Address: Tate Modern, Bankside, London, SE1 9TG

The Eyal Ofer Galleries, Level 3

Admission: Adult £16.00 (without donation £14.50)
Concession £14.00 (without donation £12.70)
Under 12s go free (up to four per parent or guardian). Family tickets available (two adults & two children 12-18 years) by telephone or in the gallery.

Opening hours:

10:00 – 18:00, Sunday – Thursday

Last admission and ticket sales to special exhibitions is at 17.15. Ticket desks close at this time.

10.00–22.00, Friday – Saturday

Last admission and ticket sales to special exhibitions is at 21.15. Ticket desks close at this time.

Jackson Pollock: Blind Spots

Tate Liverpool |30 June – 18 October 2015

Jackson Pollock is widely considered to be one of the most influential and provocative American artists of the twentieth century. Pollock famously pioneered action painting, a process that saw him drip paint on canvases resting on the studio floor.

Portrait and a Dream (1953)


Portrait and a Dream (1953)

Jackson Pollock’s Black Pourings, created between 1951 and 53 – remains one of Pollock’s lesser-known, yet marks an important period in the artist’s practice.  After four years of creating vivid, colourful compositions, the Black Pourings were a radical departure from his signature style.

Pollock had signed to a commercial gallery, and was struggling to deal with the mounting pressure of expectation. He made a deliberate decision to move away from the defining ‘drip’ technique that had brought him critical acclaim, instead experimenting with a new ‘pour’ in treacly black paint. The resulting canvases are distinctively macabre in feel.

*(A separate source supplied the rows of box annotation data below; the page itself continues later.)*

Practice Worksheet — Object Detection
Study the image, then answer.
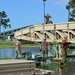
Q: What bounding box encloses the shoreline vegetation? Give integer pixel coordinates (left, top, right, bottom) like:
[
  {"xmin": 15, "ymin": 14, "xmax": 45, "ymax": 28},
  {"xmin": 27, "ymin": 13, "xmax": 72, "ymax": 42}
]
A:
[
  {"xmin": 0, "ymin": 41, "xmax": 58, "ymax": 48},
  {"xmin": 0, "ymin": 42, "xmax": 40, "ymax": 48}
]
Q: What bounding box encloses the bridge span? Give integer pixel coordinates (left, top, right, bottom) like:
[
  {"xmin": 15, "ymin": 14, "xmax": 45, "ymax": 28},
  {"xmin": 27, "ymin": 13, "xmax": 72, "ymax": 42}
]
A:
[{"xmin": 14, "ymin": 22, "xmax": 75, "ymax": 42}]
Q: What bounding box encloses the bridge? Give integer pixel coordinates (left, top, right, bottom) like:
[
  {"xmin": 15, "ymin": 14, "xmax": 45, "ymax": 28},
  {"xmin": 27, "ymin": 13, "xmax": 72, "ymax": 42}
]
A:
[{"xmin": 14, "ymin": 22, "xmax": 75, "ymax": 42}]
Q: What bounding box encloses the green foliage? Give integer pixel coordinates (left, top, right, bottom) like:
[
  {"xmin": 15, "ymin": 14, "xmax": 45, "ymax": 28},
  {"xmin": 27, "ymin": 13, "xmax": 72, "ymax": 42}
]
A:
[{"xmin": 66, "ymin": 0, "xmax": 75, "ymax": 21}]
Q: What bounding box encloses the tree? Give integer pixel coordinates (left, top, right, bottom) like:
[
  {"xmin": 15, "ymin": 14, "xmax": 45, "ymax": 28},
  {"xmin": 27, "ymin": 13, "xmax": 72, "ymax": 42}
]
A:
[
  {"xmin": 0, "ymin": 11, "xmax": 11, "ymax": 34},
  {"xmin": 66, "ymin": 0, "xmax": 75, "ymax": 21}
]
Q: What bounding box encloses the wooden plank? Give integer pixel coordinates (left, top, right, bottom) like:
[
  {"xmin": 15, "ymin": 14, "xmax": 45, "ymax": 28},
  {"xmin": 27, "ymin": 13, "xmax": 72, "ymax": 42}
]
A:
[
  {"xmin": 66, "ymin": 55, "xmax": 75, "ymax": 58},
  {"xmin": 0, "ymin": 60, "xmax": 35, "ymax": 75}
]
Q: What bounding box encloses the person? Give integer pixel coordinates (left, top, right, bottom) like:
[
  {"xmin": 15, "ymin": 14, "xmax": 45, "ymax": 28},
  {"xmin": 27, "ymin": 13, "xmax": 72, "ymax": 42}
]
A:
[
  {"xmin": 14, "ymin": 39, "xmax": 21, "ymax": 58},
  {"xmin": 48, "ymin": 42, "xmax": 56, "ymax": 57},
  {"xmin": 40, "ymin": 38, "xmax": 48, "ymax": 57},
  {"xmin": 61, "ymin": 36, "xmax": 68, "ymax": 63}
]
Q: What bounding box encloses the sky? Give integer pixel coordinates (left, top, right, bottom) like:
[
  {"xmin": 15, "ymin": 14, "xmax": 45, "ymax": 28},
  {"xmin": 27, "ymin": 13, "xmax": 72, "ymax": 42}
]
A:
[{"xmin": 0, "ymin": 0, "xmax": 69, "ymax": 31}]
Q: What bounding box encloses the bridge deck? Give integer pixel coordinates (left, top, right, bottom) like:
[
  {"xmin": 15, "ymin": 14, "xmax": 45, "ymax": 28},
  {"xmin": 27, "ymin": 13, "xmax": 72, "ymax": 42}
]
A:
[{"xmin": 0, "ymin": 59, "xmax": 35, "ymax": 75}]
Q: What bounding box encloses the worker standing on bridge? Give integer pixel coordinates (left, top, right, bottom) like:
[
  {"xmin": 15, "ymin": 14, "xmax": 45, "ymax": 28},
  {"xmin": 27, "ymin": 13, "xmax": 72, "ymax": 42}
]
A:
[
  {"xmin": 14, "ymin": 39, "xmax": 21, "ymax": 58},
  {"xmin": 40, "ymin": 38, "xmax": 48, "ymax": 57},
  {"xmin": 61, "ymin": 36, "xmax": 68, "ymax": 63}
]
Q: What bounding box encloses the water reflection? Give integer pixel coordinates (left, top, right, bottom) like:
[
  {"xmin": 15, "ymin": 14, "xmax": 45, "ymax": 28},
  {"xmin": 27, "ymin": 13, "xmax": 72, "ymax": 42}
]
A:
[{"xmin": 0, "ymin": 47, "xmax": 75, "ymax": 75}]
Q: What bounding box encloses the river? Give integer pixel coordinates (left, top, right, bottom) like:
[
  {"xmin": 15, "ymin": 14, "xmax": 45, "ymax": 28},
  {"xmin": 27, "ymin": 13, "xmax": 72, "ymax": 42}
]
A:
[{"xmin": 0, "ymin": 47, "xmax": 75, "ymax": 75}]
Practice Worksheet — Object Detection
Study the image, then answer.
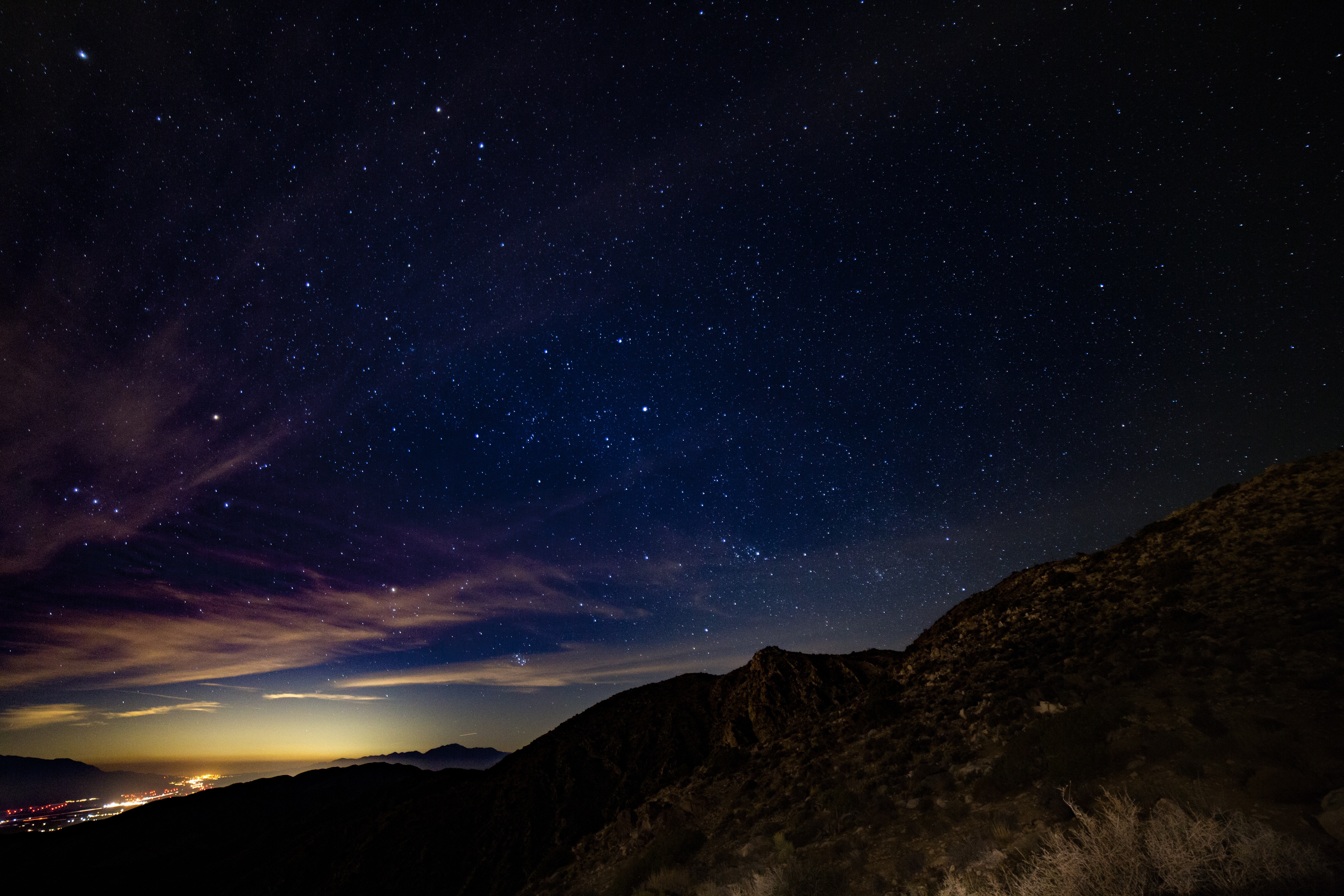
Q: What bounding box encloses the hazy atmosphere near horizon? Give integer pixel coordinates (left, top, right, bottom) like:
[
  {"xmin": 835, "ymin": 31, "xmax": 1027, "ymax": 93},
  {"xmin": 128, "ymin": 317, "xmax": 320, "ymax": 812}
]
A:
[{"xmin": 0, "ymin": 0, "xmax": 1344, "ymax": 770}]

As well as presenting this poignant series of work, Tate Liverpool is showing a selection of Pollock’s drawings and rarely-seen sculptures from the same period – just a few years before his tragic death.

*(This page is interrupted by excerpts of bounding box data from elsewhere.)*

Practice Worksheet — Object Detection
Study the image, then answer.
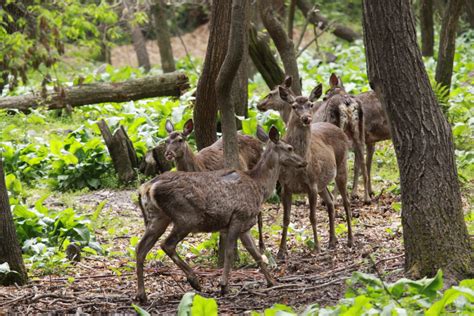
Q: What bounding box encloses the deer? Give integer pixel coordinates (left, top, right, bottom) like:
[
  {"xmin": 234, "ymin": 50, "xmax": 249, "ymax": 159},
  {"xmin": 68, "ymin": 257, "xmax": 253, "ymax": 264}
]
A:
[
  {"xmin": 136, "ymin": 126, "xmax": 307, "ymax": 302},
  {"xmin": 277, "ymin": 85, "xmax": 353, "ymax": 259},
  {"xmin": 165, "ymin": 119, "xmax": 265, "ymax": 251},
  {"xmin": 309, "ymin": 73, "xmax": 371, "ymax": 204},
  {"xmin": 326, "ymin": 74, "xmax": 391, "ymax": 196}
]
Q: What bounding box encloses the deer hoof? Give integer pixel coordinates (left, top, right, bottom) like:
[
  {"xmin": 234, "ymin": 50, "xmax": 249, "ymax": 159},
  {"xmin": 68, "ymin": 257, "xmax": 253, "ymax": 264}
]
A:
[
  {"xmin": 135, "ymin": 292, "xmax": 147, "ymax": 304},
  {"xmin": 188, "ymin": 276, "xmax": 201, "ymax": 292},
  {"xmin": 221, "ymin": 283, "xmax": 229, "ymax": 296},
  {"xmin": 277, "ymin": 249, "xmax": 288, "ymax": 261}
]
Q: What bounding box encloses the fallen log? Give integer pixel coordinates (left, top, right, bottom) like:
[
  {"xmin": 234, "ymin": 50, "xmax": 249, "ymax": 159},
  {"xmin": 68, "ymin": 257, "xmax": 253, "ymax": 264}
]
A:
[
  {"xmin": 296, "ymin": 0, "xmax": 360, "ymax": 42},
  {"xmin": 97, "ymin": 120, "xmax": 138, "ymax": 183},
  {"xmin": 0, "ymin": 72, "xmax": 189, "ymax": 111}
]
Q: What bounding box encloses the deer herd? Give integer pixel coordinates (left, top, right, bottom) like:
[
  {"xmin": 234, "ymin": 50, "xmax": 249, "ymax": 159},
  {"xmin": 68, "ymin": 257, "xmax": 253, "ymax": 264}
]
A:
[{"xmin": 132, "ymin": 74, "xmax": 390, "ymax": 302}]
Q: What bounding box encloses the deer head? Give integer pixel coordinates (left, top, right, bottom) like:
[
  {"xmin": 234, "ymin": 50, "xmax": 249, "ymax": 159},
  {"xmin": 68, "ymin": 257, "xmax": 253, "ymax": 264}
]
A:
[
  {"xmin": 165, "ymin": 119, "xmax": 194, "ymax": 160},
  {"xmin": 279, "ymin": 84, "xmax": 322, "ymax": 126},
  {"xmin": 257, "ymin": 76, "xmax": 293, "ymax": 111},
  {"xmin": 257, "ymin": 125, "xmax": 308, "ymax": 168}
]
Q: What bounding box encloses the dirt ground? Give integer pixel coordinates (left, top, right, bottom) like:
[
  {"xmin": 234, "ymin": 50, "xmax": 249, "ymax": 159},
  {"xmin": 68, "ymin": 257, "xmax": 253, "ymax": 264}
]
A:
[{"xmin": 0, "ymin": 190, "xmax": 403, "ymax": 315}]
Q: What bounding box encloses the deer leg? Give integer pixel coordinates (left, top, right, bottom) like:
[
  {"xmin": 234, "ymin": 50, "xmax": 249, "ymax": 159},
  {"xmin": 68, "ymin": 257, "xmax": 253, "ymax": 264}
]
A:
[
  {"xmin": 277, "ymin": 187, "xmax": 291, "ymax": 260},
  {"xmin": 352, "ymin": 142, "xmax": 371, "ymax": 204},
  {"xmin": 365, "ymin": 143, "xmax": 375, "ymax": 197},
  {"xmin": 257, "ymin": 212, "xmax": 265, "ymax": 253},
  {"xmin": 161, "ymin": 225, "xmax": 201, "ymax": 291},
  {"xmin": 308, "ymin": 188, "xmax": 322, "ymax": 253},
  {"xmin": 136, "ymin": 214, "xmax": 171, "ymax": 303},
  {"xmin": 220, "ymin": 223, "xmax": 241, "ymax": 295},
  {"xmin": 336, "ymin": 176, "xmax": 353, "ymax": 247},
  {"xmin": 319, "ymin": 189, "xmax": 336, "ymax": 248},
  {"xmin": 240, "ymin": 230, "xmax": 276, "ymax": 287}
]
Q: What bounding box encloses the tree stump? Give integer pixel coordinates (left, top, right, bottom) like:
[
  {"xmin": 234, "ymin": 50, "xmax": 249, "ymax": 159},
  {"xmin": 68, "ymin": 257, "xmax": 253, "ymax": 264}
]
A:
[{"xmin": 97, "ymin": 120, "xmax": 138, "ymax": 183}]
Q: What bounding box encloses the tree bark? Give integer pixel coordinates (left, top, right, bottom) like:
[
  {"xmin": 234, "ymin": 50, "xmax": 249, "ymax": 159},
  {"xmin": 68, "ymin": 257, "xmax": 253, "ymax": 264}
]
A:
[
  {"xmin": 363, "ymin": 0, "xmax": 473, "ymax": 278},
  {"xmin": 194, "ymin": 0, "xmax": 232, "ymax": 150},
  {"xmin": 420, "ymin": 0, "xmax": 434, "ymax": 56},
  {"xmin": 0, "ymin": 158, "xmax": 28, "ymax": 285},
  {"xmin": 296, "ymin": 0, "xmax": 360, "ymax": 42},
  {"xmin": 288, "ymin": 0, "xmax": 296, "ymax": 40},
  {"xmin": 249, "ymin": 25, "xmax": 285, "ymax": 90},
  {"xmin": 230, "ymin": 0, "xmax": 250, "ymax": 122},
  {"xmin": 0, "ymin": 72, "xmax": 189, "ymax": 111},
  {"xmin": 259, "ymin": 0, "xmax": 301, "ymax": 95},
  {"xmin": 151, "ymin": 0, "xmax": 176, "ymax": 72},
  {"xmin": 97, "ymin": 120, "xmax": 138, "ymax": 183},
  {"xmin": 216, "ymin": 0, "xmax": 247, "ymax": 169},
  {"xmin": 435, "ymin": 0, "xmax": 464, "ymax": 88},
  {"xmin": 123, "ymin": 0, "xmax": 151, "ymax": 72}
]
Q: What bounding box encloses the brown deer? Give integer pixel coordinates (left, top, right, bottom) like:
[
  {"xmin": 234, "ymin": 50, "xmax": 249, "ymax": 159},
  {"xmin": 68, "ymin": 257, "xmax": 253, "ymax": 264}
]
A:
[
  {"xmin": 136, "ymin": 126, "xmax": 307, "ymax": 302},
  {"xmin": 278, "ymin": 86, "xmax": 353, "ymax": 259},
  {"xmin": 165, "ymin": 119, "xmax": 265, "ymax": 251},
  {"xmin": 309, "ymin": 74, "xmax": 370, "ymax": 204},
  {"xmin": 327, "ymin": 75, "xmax": 391, "ymax": 196}
]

Address: Tate Liverpool, Albert Dock, Liverpool, Merseyside, L3 4BB

Tel: 0151 702 7400

Website: www.tate.org.uk/Liverpool

Opening Hours:

Open daily between 10.00–17.00
Closed 3 April and 24 – 26 December 2015 

Admission:

Adult £11 (without donation £10)

Concession £8.25 (without donation £7.50).

Under 12s go free (up to four under 12s per parent or guardian).

Family tickets available (two adults and two children 12-18 years) by telephone or in the gallery only.